My noble friend Lord Clement-Jones raised the impact assessments for copyright provisions in the Bill. The Government’s copyright exception proposals are accompanied by impact assessments which show that changes could contribute more than £500 million to the UK economy over 10 years on a conservative view, with likely additional benefits of around £290 million each year. The Government’s copyright proposals are accompanied by impact assessments that have been scrutinised by the independent regulatory policy committee. The Government have also consulted extensively on these proposals through the Hargreaves review, a formal consultation and numerous discussions with stakeholders and industry representatives. We have considered all responses very carefully. The Government will bring forward secondary legislation to introduce these changes in 2013. Prior to this we will publish the draft regulations for technical review. The Government will make every effort to ensure that all interested parties have the opportunity to comment on the draft legislation before it is laid.
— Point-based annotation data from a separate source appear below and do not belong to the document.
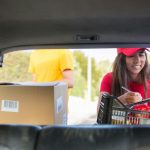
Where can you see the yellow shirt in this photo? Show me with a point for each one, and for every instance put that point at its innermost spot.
(48, 65)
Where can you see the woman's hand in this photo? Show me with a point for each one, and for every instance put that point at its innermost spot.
(130, 97)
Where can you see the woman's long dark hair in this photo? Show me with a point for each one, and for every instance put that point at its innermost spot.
(121, 76)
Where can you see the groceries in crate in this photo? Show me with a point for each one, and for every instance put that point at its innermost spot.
(135, 113)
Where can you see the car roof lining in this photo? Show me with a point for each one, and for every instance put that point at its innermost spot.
(26, 24)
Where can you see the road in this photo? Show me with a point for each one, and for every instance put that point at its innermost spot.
(81, 111)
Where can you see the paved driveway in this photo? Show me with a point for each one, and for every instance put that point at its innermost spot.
(81, 111)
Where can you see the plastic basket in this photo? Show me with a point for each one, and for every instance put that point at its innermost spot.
(112, 111)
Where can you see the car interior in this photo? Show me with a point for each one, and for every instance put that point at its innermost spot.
(69, 24)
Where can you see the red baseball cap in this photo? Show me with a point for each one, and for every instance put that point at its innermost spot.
(129, 51)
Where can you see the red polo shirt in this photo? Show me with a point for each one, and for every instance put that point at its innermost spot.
(107, 82)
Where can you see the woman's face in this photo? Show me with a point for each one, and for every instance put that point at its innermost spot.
(136, 62)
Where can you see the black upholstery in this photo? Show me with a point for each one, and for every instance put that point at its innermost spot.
(18, 137)
(106, 137)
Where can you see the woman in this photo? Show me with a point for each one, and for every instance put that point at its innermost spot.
(130, 70)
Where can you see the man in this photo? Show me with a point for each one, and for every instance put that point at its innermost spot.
(48, 65)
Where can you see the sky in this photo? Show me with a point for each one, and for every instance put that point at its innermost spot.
(100, 54)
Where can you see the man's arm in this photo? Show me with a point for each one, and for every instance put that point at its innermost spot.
(68, 77)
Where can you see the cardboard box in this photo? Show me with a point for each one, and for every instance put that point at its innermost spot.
(34, 103)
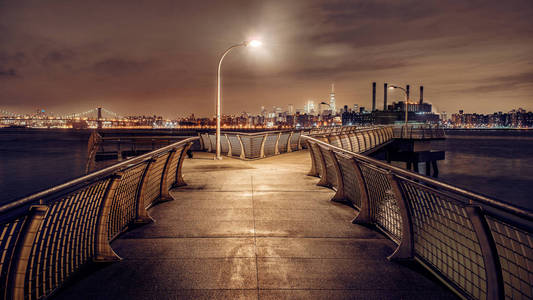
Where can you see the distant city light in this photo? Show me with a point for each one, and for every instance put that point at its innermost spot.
(254, 43)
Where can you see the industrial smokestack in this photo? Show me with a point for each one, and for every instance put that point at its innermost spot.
(373, 96)
(385, 96)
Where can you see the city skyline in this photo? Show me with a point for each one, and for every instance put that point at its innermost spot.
(144, 58)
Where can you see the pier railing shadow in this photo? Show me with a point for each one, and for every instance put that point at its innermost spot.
(49, 236)
(479, 247)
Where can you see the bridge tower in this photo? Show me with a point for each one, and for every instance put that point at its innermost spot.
(99, 121)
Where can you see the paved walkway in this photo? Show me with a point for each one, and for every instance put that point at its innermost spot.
(249, 230)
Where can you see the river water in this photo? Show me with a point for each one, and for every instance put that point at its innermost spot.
(496, 163)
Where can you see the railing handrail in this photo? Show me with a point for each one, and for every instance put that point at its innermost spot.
(463, 192)
(261, 132)
(94, 175)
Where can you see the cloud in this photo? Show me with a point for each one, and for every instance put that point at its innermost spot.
(119, 66)
(58, 56)
(502, 83)
(8, 73)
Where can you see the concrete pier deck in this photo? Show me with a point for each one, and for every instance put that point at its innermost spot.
(250, 230)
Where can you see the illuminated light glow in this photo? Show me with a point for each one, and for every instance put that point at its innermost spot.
(254, 43)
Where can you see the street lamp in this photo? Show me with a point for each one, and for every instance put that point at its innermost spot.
(406, 102)
(252, 43)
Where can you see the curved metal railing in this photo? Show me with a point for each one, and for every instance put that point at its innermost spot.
(253, 145)
(419, 132)
(480, 247)
(46, 237)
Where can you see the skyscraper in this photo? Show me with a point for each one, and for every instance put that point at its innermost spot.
(332, 100)
(310, 107)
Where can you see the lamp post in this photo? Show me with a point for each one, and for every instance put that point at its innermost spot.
(406, 103)
(253, 43)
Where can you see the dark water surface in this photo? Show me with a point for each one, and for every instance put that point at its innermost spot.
(497, 163)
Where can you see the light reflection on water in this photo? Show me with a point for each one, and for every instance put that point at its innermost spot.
(496, 164)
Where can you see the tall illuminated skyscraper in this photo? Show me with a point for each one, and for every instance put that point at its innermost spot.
(310, 107)
(332, 99)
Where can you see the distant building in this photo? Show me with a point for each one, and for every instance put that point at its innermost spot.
(310, 107)
(290, 109)
(332, 104)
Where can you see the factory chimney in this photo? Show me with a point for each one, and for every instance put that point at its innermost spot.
(385, 97)
(373, 96)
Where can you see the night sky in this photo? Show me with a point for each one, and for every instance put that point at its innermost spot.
(160, 57)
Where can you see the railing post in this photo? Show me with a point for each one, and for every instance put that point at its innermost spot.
(364, 216)
(165, 195)
(229, 144)
(202, 146)
(262, 152)
(313, 171)
(406, 246)
(339, 194)
(276, 148)
(324, 176)
(494, 278)
(243, 155)
(22, 253)
(104, 252)
(179, 176)
(289, 143)
(142, 216)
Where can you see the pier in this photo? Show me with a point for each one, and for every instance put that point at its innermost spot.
(285, 215)
(249, 230)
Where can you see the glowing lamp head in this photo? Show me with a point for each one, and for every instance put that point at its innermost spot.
(254, 43)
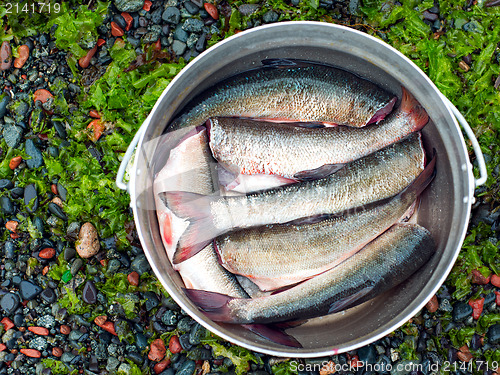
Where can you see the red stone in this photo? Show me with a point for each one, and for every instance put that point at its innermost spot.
(97, 127)
(57, 352)
(47, 253)
(65, 330)
(157, 350)
(116, 30)
(432, 305)
(15, 161)
(133, 278)
(5, 56)
(161, 366)
(128, 19)
(23, 52)
(212, 10)
(7, 323)
(42, 331)
(478, 278)
(477, 307)
(495, 280)
(84, 62)
(174, 345)
(42, 95)
(33, 353)
(147, 5)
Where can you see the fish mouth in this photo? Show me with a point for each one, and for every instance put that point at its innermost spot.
(383, 112)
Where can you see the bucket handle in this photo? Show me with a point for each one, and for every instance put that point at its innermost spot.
(475, 144)
(120, 183)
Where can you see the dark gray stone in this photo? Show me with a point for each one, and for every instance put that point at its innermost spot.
(31, 198)
(29, 290)
(140, 264)
(89, 293)
(461, 311)
(36, 160)
(171, 15)
(12, 135)
(48, 295)
(9, 303)
(129, 5)
(178, 47)
(57, 211)
(191, 7)
(193, 25)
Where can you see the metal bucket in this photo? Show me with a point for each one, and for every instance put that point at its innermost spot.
(445, 206)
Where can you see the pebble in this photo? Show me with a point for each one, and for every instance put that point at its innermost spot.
(12, 135)
(89, 293)
(129, 5)
(178, 47)
(36, 159)
(187, 368)
(171, 15)
(31, 198)
(88, 242)
(7, 206)
(212, 10)
(29, 290)
(5, 56)
(9, 303)
(493, 334)
(23, 52)
(48, 295)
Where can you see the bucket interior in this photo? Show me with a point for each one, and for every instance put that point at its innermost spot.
(444, 207)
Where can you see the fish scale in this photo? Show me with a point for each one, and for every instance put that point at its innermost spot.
(307, 92)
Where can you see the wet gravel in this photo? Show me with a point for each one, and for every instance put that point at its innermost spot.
(39, 336)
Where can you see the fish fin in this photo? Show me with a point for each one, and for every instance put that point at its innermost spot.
(383, 112)
(275, 334)
(310, 219)
(423, 180)
(320, 172)
(286, 63)
(345, 302)
(196, 209)
(413, 109)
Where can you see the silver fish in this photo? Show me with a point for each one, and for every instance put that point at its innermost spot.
(278, 255)
(377, 176)
(250, 147)
(295, 91)
(384, 263)
(189, 168)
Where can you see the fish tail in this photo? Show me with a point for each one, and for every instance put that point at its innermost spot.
(411, 108)
(196, 209)
(273, 333)
(214, 305)
(423, 180)
(383, 112)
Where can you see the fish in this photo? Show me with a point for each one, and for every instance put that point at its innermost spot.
(249, 147)
(279, 255)
(375, 177)
(189, 167)
(292, 90)
(381, 265)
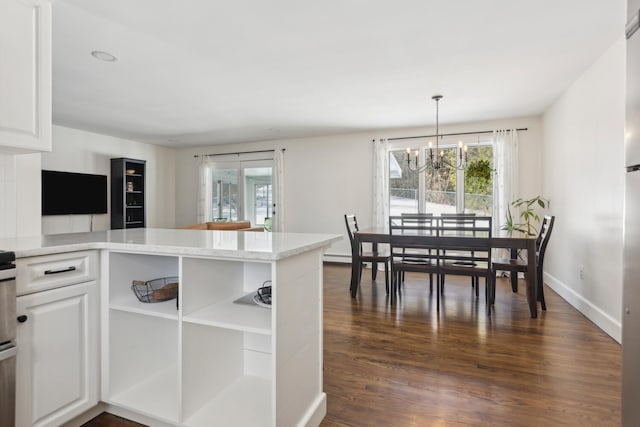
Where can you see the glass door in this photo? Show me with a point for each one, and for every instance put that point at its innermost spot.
(242, 191)
(225, 192)
(258, 190)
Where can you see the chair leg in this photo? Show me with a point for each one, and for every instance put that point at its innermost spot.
(438, 295)
(386, 276)
(540, 289)
(490, 291)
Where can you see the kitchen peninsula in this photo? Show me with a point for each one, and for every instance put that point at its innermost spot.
(209, 357)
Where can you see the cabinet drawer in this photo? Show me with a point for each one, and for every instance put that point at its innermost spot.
(35, 274)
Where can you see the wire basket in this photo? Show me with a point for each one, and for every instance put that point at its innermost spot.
(156, 290)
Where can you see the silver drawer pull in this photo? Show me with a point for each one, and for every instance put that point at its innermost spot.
(62, 270)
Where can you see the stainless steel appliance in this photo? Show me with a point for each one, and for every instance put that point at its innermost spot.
(8, 349)
(631, 286)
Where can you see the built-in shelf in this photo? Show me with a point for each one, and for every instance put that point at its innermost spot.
(165, 309)
(127, 191)
(157, 396)
(245, 402)
(237, 316)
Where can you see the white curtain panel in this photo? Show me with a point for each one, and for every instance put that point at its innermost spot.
(505, 184)
(278, 186)
(205, 193)
(380, 183)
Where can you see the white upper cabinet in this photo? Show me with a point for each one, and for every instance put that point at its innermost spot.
(25, 76)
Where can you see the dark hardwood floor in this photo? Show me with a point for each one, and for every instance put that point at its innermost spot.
(408, 365)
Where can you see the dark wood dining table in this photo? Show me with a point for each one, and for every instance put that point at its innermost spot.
(512, 243)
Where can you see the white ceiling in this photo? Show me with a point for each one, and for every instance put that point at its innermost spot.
(203, 72)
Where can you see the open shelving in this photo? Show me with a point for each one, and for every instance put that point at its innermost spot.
(127, 193)
(213, 360)
(232, 315)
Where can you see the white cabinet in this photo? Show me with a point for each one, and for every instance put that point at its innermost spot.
(210, 358)
(57, 372)
(25, 70)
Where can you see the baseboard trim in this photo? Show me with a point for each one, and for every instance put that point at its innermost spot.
(339, 258)
(604, 321)
(316, 412)
(85, 417)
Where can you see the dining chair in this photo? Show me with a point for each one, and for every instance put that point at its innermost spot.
(467, 256)
(377, 256)
(413, 247)
(418, 221)
(520, 266)
(465, 225)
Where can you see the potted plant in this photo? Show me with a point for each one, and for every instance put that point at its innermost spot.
(528, 215)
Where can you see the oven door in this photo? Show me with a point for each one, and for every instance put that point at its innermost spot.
(8, 386)
(7, 305)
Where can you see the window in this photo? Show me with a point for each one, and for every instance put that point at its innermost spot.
(241, 190)
(446, 190)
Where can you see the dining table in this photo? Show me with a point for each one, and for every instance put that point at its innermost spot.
(514, 244)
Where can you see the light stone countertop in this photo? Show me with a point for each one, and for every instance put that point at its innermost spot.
(237, 245)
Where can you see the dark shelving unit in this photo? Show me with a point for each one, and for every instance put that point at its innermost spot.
(128, 193)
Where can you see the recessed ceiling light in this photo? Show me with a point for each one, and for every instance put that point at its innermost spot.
(103, 56)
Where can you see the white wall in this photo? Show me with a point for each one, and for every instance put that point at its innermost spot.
(326, 177)
(85, 152)
(584, 180)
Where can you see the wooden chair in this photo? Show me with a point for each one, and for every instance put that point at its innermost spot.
(381, 256)
(419, 222)
(465, 225)
(467, 256)
(520, 266)
(413, 247)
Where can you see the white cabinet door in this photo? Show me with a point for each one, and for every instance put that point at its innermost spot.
(25, 76)
(57, 364)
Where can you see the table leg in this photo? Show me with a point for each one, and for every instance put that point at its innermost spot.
(514, 274)
(374, 264)
(355, 265)
(532, 289)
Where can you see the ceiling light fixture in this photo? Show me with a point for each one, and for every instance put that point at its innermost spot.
(460, 161)
(103, 56)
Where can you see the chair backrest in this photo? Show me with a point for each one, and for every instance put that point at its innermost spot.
(412, 243)
(352, 225)
(465, 225)
(543, 237)
(419, 220)
(413, 224)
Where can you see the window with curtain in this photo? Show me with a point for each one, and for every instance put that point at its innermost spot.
(446, 190)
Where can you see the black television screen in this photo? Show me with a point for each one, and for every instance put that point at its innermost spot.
(73, 193)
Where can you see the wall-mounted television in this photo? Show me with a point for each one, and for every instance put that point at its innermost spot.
(73, 193)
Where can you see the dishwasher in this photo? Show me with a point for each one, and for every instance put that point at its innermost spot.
(8, 348)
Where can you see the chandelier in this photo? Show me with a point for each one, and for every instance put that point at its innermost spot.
(437, 161)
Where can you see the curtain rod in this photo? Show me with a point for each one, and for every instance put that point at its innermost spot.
(237, 153)
(447, 134)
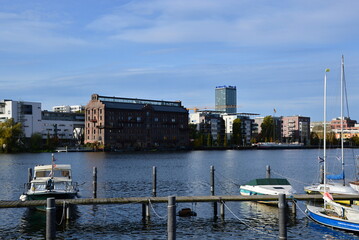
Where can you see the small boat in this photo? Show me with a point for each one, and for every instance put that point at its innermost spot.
(267, 186)
(333, 188)
(54, 180)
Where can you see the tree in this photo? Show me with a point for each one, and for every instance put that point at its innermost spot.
(237, 132)
(267, 126)
(11, 135)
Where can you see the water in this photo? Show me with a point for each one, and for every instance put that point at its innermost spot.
(181, 174)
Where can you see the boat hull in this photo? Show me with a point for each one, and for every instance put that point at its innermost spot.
(316, 214)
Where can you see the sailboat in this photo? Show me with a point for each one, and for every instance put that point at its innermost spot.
(333, 214)
(334, 187)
On Amendment 28C, my noble friend Lord Clement-Jones referred to a proposal for a tsar to enforce intellectual property, much as there is in the USA. I reconfirm that I am the Minister for Intellectual Property. I believe that no other country has such a post. This Government have carried out a range of activity to support the enforcement of IP. The UK’s legal system convicts pirates and counterfeiters: 80% of criminal cases under IP legislation in 2009 led to a guilty verdict. In 2009, the UK convicted nearly eight times as many copyright offenders as in 2002. The assets seized from IP criminals amounted to £21 million in 2010-11, which was more than twice the previous year’s figure. Figures vary from year to year but there has been an increasing trend in the value of assets recovered since 2004-05. Therefore, the IPO has made a substantial investment in creating an IP crime intelligence capability. The IPO also provides direct support for enforcement activities through its intelligence hub. The hub holds in excess of 50,000 reports and this year alone has processed some 3,000 data searches against the database for the enforcement community.
The noble Lord, Lord Smith, mentioned the Hooper report recommendations. I am pleased that he supports the report. Hargreaves recommended that the copyright
hub be set up. As Hooper found, it is now for the industry to work together to set this up. The Government will, of course, help where appropriate.
In conclusion, I assure noble Lords that the Government understand the importance of the UK creative industries and of promoting a balanced intellectual property system, which, indeed, my noble friend Lord Jenkin has acknowledged. The Government have considered these issues carefully. On the basis of what I have said, I ask the noble Lord to withdraw the amendment.